Deployment with Helm

Deployment with Helm

Node Feature Discovery provides a Helm chart to manage its deployment.

NOTE: NFD is not ideal for other Helm charts to depend on as that may result in multiple parallel NFD deployments in the same cluster which is not fully supported by the NFD Helm chart.

Prerequisites

Helm package manager should be installed.

Deployment

To install the latest stable version:

export NFD_NS=node-feature-discovery
helm repo add nfd https://kubernetes-sigs.github.io/node-feature-discovery/charts
helm repo update
helm install nfd/node-feature-discovery --namespace $NFD_NS --create-namespace --generate-name
  

To install the latest development version you need to clone the NFD Git repository and install from there.

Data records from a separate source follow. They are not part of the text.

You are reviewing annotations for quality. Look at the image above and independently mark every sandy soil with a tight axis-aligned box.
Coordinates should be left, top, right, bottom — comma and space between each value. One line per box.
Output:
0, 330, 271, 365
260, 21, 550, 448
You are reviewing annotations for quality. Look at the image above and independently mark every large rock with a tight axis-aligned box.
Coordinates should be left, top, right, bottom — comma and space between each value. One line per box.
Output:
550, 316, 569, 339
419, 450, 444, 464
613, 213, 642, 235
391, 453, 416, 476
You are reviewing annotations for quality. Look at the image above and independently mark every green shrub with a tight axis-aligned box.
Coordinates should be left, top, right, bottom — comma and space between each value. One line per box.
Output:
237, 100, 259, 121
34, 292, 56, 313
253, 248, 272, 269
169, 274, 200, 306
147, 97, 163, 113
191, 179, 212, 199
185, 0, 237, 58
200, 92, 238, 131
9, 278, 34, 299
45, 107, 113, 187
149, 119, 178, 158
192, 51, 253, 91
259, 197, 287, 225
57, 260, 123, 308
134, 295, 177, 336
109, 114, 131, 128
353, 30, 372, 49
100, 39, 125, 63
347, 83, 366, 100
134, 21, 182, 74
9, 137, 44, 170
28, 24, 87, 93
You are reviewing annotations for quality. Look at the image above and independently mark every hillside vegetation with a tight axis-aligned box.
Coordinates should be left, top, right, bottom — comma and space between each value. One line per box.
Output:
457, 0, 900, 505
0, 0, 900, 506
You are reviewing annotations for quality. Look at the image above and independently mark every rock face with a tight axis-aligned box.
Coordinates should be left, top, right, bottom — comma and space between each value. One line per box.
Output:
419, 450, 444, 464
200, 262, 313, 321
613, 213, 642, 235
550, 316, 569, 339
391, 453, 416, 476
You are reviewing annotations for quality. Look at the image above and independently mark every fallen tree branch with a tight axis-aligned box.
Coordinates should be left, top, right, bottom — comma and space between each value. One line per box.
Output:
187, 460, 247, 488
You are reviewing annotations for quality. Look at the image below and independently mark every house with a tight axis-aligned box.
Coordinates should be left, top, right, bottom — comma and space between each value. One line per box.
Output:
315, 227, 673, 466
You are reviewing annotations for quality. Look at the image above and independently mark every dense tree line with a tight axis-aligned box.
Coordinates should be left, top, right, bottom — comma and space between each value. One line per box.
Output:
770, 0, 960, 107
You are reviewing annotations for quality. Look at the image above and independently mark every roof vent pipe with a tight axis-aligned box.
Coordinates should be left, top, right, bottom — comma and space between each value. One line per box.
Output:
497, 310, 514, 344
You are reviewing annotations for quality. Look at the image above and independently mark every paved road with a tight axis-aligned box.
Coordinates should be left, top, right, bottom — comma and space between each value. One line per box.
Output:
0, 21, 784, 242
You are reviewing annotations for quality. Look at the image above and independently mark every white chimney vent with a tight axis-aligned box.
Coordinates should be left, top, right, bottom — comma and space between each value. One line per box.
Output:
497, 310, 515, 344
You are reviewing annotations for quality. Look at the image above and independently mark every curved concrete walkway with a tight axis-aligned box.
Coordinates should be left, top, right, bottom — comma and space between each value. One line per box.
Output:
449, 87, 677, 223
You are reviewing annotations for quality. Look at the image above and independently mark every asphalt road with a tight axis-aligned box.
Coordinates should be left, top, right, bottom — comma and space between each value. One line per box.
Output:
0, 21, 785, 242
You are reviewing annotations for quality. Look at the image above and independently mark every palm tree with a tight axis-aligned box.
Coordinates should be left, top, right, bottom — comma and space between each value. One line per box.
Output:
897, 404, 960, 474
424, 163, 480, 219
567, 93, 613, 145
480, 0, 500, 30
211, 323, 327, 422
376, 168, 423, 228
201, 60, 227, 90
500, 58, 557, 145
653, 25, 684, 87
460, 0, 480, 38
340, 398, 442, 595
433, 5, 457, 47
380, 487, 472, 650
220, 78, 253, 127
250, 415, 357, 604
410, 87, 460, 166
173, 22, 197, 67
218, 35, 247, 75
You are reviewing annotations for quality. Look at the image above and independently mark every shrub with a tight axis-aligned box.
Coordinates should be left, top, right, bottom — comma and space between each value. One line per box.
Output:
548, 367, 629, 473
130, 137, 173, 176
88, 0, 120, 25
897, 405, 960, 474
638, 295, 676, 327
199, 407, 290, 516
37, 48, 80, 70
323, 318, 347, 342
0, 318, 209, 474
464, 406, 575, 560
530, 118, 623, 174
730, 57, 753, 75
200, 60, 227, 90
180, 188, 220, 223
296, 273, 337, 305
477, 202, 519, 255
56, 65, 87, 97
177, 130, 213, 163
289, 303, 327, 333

git clone https://github.com/kubernetes-sigs/node-feature-discovery/
cd node-feature-discovery/deployment/helm
export NFD_NS=node-feature-discovery
helm install node-feature-discovery ./node-feature-discovery/ --namespace $NFD_NS --create-namespace
  

See the configuration section below for instructions how to alter the deployment parameters.

Configuration

You can override values from values.yaml and provide a file with custom values:

export NFD_NS=node-feature-discovery
helm install nfd/node-feature-discovery -f <path/to/custom/values.yaml> --namespace $NFD_NS --create-namespace
  

To specify each parameter separately you can provide them to helm install command:

export NFD_NS=node-feature-discovery
helm install nfd/node-feature-discovery --set nameOverride=NFDinstance --set master.replicaCount=2 --namespace $NFD_NS --create-namespace
  

Upgrading the chart

To upgrade the node-feature-discovery deployment to master via Helm.

From v0.7 and older

Please see the uninstallation guide. And then follow the standard deployment instructions.

From v0.8 - v0.11

Helm deployment of NFD was introduced in v0.8.0.

export NFD_NS=node-feature-discovery
# Uninstall the old NFD deployment
helm uninstall node-feature-discovery --namespace $NFD_NS
# Update Helm repository
helm repo update
# Install the new NFD deployment
helm upgrade --install node-feature-discovery nfd/node-feature-discovery --namespace $NFD_NS --set master.enable=false
# Wait for NFD Worker to be ready
kubectl wait --timeout=-1s --for=condition=ready pod -l app.kubernetes.io/name=node-feature-discovery --namespace $NFD_NS
# Enable the NFD Master
helm upgrade --install node-feature-discovery nfd/node-feature-discovery --namespace $NFD_NS --set master.enable=true
  

From v0.12 - v0.13

In v0.12 the NodeFeature CRD was introduced as experimental. The API was not enabled by default.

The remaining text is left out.